Sonoma County compost operation now at pivotal point
Supporters of the imperiled Sonoma Compost Company are expected to turn out in force Wednesday for a decision that they say could spell the end of Sonoma County’s primary composting facility, located atop the county landfill west of Cotati.
The decades-old operation could be forced to close as soon as June 1 because Sonoma Compost officials say they cannot meet an October deadline - spurred by a federal Clean Water Act lawsuit - aimed at halting pollution into a nearby creek.
Representatives of the compost company said they were preparing this week for the possible closure while lobbying county officials to keep the green waste handler in business while it finds a new long-term location.
“We’re going to have to stop taking material by June if they tell us we have to be out by October, when the rainy season officially starts,” said Pam Davis, general manager for Sonoma Compost. “We’re moving forward with a new site, but that is a couple years away, so our biggest challenges right now are with the current composting site.”
Scores of Sonoma Compost supporters, including representatives of environmental groups and farming interests, are expected to turn out Wednesday at a meeting of the Sonoma County Waste Management Agency that Davis said could result in a decision that would effectively shutter the compost operation.
Waste officials were tight-lipped this week about the scope of their discussion and its implications for the fate of Sonoma Compost. Officially, the waste agency board is set to discuss measures the operation is undertaking to stem the discharge of compost wastewater into a nearby creek during storm surges.
If forced to close down, compost officials said the county’s green waste - Sonoma Compost handles about 110,000 tons a year - will have to be trucked away to various locations, including sites in Vacaville, Richmond or Mendocino County. Davis said that switch would likely increase costs for hauling green waste - raising rates for curbside and self-haul customers - and push up compost costs for consumers.

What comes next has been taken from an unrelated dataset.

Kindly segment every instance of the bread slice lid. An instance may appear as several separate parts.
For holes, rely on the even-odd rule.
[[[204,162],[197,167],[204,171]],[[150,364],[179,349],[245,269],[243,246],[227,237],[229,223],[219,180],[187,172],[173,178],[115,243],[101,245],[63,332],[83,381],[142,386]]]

The pivotal point comes as Sonoma Compost representatives are now publicly stating that they will not be able to meet their Oct. 1 deadline to build a $1.6 million overflow pond aimed at catching rainwater draining off piles at the 25-acre site and into the Stemple Creek.

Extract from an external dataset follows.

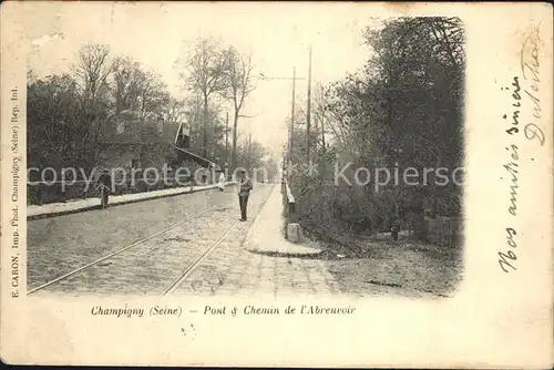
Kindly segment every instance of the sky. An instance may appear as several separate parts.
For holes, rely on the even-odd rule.
[[[32,8],[28,24],[40,25],[30,38],[29,65],[39,75],[62,73],[85,43],[109,44],[162,75],[170,92],[183,97],[175,61],[197,37],[253,54],[254,75],[290,78],[296,68],[297,101],[306,101],[308,45],[312,45],[312,85],[340,80],[363,65],[368,48],[361,31],[371,25],[371,7],[355,3],[50,3]],[[44,20],[50,20],[44,22]],[[33,25],[34,27],[34,25]],[[37,25],[38,27],[38,25]],[[274,154],[287,140],[291,81],[258,80],[245,103],[239,132],[252,133]],[[233,111],[229,109],[229,114]],[[246,136],[246,135],[245,135]]]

The discharge is at issue in a Clean Water Act lawsuit brought by a group of neighbors that want the operation shut down and relocated. Water quality regulators took notice of the same issue last year and ordered the county - which owns the 170-acre landfill - to end the creek discharges or face fines of $10,000 a day. The Waste Management Agency oversees the compost operation and would be on the hook to compensate the county for any fines.

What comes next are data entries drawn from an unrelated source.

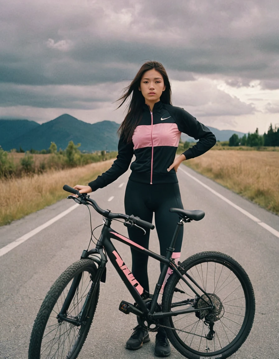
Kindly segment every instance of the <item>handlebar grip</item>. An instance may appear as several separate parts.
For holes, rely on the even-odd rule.
[[[155,227],[154,224],[152,224],[152,223],[150,223],[149,222],[147,222],[146,221],[144,221],[142,219],[138,219],[136,222],[136,224],[138,225],[142,226],[143,227],[145,227],[146,228],[149,228],[150,229],[154,229],[155,228]]]
[[[80,196],[80,194],[77,190],[75,190],[72,187],[70,187],[67,185],[64,185],[63,186],[63,189],[67,192],[70,192],[70,193],[72,193],[74,195],[77,195],[78,196]]]

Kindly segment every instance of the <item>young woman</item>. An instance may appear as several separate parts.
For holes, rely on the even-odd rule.
[[[125,192],[127,214],[133,214],[152,222],[153,212],[162,255],[165,255],[177,222],[177,215],[169,211],[172,207],[183,208],[176,172],[182,162],[199,156],[208,150],[216,139],[210,130],[182,108],[171,104],[170,84],[162,65],[149,61],[141,67],[124,94],[118,108],[131,95],[128,112],[119,129],[118,154],[111,167],[88,186],[77,185],[81,193],[102,188],[126,172],[133,155],[132,173]],[[199,140],[197,144],[175,157],[181,132]],[[143,232],[133,227],[128,229],[133,241],[148,248],[150,231]],[[172,258],[178,261],[183,231],[180,231]],[[131,250],[133,275],[147,291],[148,257]],[[170,273],[168,273],[169,275]],[[135,350],[149,341],[148,332],[140,326],[126,344]],[[166,356],[170,348],[165,332],[159,329],[156,335],[155,354]]]

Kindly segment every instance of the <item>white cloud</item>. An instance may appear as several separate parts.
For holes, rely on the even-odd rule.
[[[55,42],[53,39],[48,39],[46,42],[47,47],[55,48],[60,51],[66,52],[70,50],[73,43],[70,40],[61,40]]]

Compost officials have said their main fix - the new catchment pond - has been unworkable because the site contains sensitive habitat for the endangered California tiger salamander. Other costs, including the outhaul of wastewater by tanker trucks and studies of alternative sites to house a county composting facility, have complicated current operations, Davis said.
Sonoma Compost officials have proposed scaling back the volume of compost handled at the site while continuing to truck wastewater to regional treatment plants.
“If we have to start outhauling (compost), not only is the cost going to be exorbitant, but there’s going to be increased greenhouse gas emissions associated with all those trips,” Davis said. The company currently diverts about 10 percent of its green waste for processing at other sites outside of the county.
An online petition seeking to keep the compost operation in business has amassed more than 2,000 signatures in support, and nearly 100 people - adorned with “Save Sonoma Compost” buttons - aired their concerns at last week’s Board of Supervisors meeting.
“I’m concerned Sonoma Compost is going to either be put out of business or be taken over by another company that doesn’t have the same kind of ethics,” said Ursula Schnell, who filled her pool with dirt yesterday, and covered it with two feet of organic matter from Sonoma Compost. “The other thing I really love is that all their stuff is from here, it’s made here, and it’s delivered here.”
On the other side is a group of residents in the nearby Happy Acres subdivision who want the compost operation gone.
Happy Acres resident Roger Larsen, who spearheaded the Clean Water Act lawsuit last August against the county, the waste agency and Sonoma Compost, said he became disturbed when he realized rainwater was hitting compost piles, then overflowing holding ponds into Stemple Creek. He said odors from the site also are a chronic nuisance, harming property values in the area.